Confissões de uma treinadora de cães: Capítulo 11.

 Quando eu era criança, até a minha fase adolescente, eu fui esportista, jogava tênis, mas não como um hobby, e sim como uma carreira no rumo profissional. Nessa fase da minha vida eu aprendi muito sobre disciplina, o valor de um treinamento consistente, a importância da versatilidade de habilidades de um indivíduo, e como tudo isso fazia a diferença para um bom jogador. 

Eu aprendi a lidar com disputas, divergências, controvérsias e competição. Aprendi cedo a defender meu espaço e contar com a minha habilidade de superação. Tudo isso fez uma diferença enorme na minha vida, e faz até hoje. Dito tudo isso, quando parei de jogar, já aos 16 anos, fui conhecer o mundo normal, ou seja, só aí eu fui descobrir o que as pessoas da minha idade, que não estavam no esporte, faziam. 

Eu absolutamente detestei esse mundo real. Nada daquilo fazia sentido pra mim. As festas, as bebidas, as noites de farra. Pra que, eu pensava? Tudo era muito estranho. Nessa período eu queria ir embora para os EUA. Eu nasci lá, então tenho cidadania americana, logo eu poderia ir embora e ver se o mundo, do outro lado do mapa, era melhor pra mim. Lembro que falei com meu pai sobre isso e ele disse: “Tudo bem, basta você ter dinheiro pra ir que você vai”. Eu fiquei indignada e pensava comigo: “Como que eu vou conseguir juntar dinheiro sozinha, nessa idade, pra ir embora? Eu ainda estou na escola?”. 

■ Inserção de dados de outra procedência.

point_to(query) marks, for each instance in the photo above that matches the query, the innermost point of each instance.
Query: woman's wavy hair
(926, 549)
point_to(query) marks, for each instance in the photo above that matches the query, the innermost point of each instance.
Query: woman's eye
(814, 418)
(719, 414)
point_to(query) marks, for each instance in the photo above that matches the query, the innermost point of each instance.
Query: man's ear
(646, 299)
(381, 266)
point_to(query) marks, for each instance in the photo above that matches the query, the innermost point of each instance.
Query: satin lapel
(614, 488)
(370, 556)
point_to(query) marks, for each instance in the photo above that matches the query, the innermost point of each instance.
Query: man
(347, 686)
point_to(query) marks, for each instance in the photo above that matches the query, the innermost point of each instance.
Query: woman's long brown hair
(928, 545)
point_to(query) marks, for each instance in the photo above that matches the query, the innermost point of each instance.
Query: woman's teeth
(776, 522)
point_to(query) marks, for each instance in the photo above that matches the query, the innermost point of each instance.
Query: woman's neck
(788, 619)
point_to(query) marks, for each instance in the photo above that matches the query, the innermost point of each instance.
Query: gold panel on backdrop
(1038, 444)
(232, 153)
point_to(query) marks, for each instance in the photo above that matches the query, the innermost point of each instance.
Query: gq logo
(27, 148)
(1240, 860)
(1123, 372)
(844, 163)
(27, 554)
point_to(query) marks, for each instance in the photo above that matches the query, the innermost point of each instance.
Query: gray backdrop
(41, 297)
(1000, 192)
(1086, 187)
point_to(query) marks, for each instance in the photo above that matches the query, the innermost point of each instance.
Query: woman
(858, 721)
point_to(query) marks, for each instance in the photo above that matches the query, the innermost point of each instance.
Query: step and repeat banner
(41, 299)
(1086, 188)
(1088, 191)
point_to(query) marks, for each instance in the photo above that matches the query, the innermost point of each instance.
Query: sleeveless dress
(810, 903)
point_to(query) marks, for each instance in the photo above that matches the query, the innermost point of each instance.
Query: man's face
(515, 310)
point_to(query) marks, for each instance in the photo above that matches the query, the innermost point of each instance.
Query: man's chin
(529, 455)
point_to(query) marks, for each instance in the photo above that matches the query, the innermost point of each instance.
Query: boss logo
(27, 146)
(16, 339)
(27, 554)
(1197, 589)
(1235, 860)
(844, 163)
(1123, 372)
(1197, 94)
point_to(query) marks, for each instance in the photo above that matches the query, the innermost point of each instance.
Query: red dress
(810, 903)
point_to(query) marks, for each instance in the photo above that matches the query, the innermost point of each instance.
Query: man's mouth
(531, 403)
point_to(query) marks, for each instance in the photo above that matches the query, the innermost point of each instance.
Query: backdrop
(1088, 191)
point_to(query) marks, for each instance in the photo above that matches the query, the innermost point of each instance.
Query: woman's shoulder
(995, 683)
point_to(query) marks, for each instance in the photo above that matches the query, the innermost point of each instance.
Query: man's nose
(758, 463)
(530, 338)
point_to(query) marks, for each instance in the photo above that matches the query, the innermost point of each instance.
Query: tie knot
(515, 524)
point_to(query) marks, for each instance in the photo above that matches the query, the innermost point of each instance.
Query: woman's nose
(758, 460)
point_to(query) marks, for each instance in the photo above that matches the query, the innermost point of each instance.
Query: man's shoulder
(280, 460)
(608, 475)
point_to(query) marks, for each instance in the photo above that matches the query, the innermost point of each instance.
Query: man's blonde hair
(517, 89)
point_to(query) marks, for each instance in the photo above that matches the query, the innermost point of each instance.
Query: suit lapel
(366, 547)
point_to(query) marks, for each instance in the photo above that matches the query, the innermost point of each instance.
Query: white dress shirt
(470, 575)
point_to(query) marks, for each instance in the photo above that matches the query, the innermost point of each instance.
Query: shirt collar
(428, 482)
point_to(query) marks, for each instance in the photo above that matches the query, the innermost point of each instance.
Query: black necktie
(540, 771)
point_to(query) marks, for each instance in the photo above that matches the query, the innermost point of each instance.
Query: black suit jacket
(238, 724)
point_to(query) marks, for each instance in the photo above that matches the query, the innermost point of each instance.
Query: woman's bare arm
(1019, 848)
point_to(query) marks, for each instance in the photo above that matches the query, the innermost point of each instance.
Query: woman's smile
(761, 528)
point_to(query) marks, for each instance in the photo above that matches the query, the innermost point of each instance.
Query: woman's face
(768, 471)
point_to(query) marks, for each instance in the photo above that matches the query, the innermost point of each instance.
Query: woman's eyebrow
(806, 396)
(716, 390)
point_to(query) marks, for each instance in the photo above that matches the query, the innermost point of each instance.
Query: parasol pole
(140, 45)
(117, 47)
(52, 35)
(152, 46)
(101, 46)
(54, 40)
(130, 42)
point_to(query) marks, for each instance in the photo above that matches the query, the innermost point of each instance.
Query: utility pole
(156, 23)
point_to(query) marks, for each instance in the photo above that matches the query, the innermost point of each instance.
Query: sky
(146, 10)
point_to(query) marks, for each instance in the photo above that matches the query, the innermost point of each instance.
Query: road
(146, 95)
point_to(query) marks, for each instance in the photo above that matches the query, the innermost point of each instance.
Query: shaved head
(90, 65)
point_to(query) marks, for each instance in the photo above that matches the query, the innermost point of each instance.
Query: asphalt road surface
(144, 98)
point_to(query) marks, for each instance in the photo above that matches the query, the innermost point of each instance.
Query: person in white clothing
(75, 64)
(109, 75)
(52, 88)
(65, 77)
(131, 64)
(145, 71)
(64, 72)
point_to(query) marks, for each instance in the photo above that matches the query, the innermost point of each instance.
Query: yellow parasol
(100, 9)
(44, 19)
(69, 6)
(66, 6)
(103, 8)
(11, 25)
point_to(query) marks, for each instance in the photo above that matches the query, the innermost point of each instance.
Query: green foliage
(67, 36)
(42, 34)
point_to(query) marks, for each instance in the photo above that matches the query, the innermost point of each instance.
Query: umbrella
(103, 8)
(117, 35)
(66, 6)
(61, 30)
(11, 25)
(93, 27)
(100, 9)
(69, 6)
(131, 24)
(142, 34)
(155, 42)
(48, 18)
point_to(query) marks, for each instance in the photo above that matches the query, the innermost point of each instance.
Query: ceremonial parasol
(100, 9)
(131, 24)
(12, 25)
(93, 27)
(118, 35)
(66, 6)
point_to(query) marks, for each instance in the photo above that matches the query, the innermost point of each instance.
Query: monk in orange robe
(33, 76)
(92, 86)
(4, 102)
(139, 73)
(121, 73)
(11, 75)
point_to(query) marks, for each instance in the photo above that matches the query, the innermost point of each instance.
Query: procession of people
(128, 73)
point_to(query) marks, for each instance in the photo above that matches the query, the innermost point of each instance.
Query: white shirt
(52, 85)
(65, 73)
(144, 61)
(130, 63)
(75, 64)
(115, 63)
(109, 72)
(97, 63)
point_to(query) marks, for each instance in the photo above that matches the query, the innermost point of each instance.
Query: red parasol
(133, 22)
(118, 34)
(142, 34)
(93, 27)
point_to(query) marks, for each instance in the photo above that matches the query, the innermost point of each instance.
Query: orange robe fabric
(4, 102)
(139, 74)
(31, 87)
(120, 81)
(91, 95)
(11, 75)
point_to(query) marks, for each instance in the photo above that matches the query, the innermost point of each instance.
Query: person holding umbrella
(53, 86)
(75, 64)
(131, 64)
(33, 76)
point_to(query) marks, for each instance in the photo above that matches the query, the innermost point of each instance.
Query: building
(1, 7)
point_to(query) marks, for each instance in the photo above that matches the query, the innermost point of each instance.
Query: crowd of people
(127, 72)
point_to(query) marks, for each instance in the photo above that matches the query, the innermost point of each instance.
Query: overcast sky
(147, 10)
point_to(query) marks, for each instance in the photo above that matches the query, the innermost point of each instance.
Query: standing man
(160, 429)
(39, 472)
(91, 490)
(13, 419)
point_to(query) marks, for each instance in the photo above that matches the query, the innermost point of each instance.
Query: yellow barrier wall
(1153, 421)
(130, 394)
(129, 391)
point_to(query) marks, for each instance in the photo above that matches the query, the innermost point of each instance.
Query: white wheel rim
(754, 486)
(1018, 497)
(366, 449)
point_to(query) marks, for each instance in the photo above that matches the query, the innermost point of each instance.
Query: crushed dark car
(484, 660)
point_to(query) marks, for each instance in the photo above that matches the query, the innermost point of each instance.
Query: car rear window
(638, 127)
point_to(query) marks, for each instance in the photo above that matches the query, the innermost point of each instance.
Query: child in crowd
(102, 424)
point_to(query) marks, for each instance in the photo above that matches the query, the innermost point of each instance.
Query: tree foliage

Naquele momento a lição para mim era sobre mérito. Não basta apenas querer, é preciso construir, se dedicar, e encontrar seu caminho, independente do que os outros podem te dar. Eu comecei a trabalhar nessa época, mesmo ainda estando na escola. Assim, eu poderia começar a construir o meu caminho, pra um dia chegar lá. Claro que eu aprendi a gostar da vida de adolescente e me diverti bastante como todos os jovens fazem, mas a ideia de ir embora ainda estava lá. 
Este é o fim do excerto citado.